President Obama and Mitt Romney mixed it up during Wednesday debate in Denver over the Republican nominee’s tax plan, with Romney denying that he would raise taxes on the middle class and Obama charging him with trying to cover up his faulty math late in the race.
Obama charged, as independent non-partisan studies have indicated, that Romney’s plan to cut income tax rates by 20 percent would result in either a net tax increase on middle class families or an explosion in deficit spending.
“I don’t have a $5 trillion tax cut — I don’t have a tax cut of the scale you’re talking about,” Romney said. “My view is that we ought to proide tax relief to the middle class. … High income people are doing just fine in this economy, they’ll do fine whether you’re president or I am.”

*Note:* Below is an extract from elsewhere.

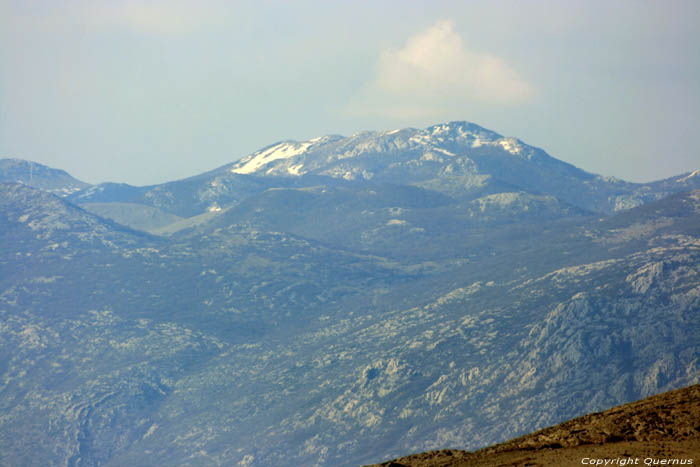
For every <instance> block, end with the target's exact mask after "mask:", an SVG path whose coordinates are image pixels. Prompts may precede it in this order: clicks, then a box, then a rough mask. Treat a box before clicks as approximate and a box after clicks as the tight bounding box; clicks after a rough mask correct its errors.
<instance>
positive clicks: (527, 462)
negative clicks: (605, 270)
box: [368, 385, 700, 467]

But Obama countered that Romney has refused to specify which deductions and tax breaks he would eliminate to counterbalance the 20 percent rate cut, which Romney claims would not reduce overall revenues.

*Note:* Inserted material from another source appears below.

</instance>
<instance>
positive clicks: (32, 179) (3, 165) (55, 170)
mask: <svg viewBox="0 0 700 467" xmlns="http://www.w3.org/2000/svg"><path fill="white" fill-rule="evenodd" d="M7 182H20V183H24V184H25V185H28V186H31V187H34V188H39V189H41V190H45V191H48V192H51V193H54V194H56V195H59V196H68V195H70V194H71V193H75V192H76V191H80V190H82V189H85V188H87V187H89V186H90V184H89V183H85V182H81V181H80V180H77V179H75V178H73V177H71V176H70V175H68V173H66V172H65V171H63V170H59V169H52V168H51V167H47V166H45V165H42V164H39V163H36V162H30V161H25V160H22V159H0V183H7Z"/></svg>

“Well, for 18 months he’s been running on this tax plan, and now five weeks before the election, he says his big bold idea is ‘never mind,'” Obama said. “And the fact is that if you are lowering the rates the way you describe, governor, then it is not possible to come up with enough deductions and loopholes that only effect high-income individuals to avoid raising the deficit or burdening the middle class. It’s math — arithmetic.”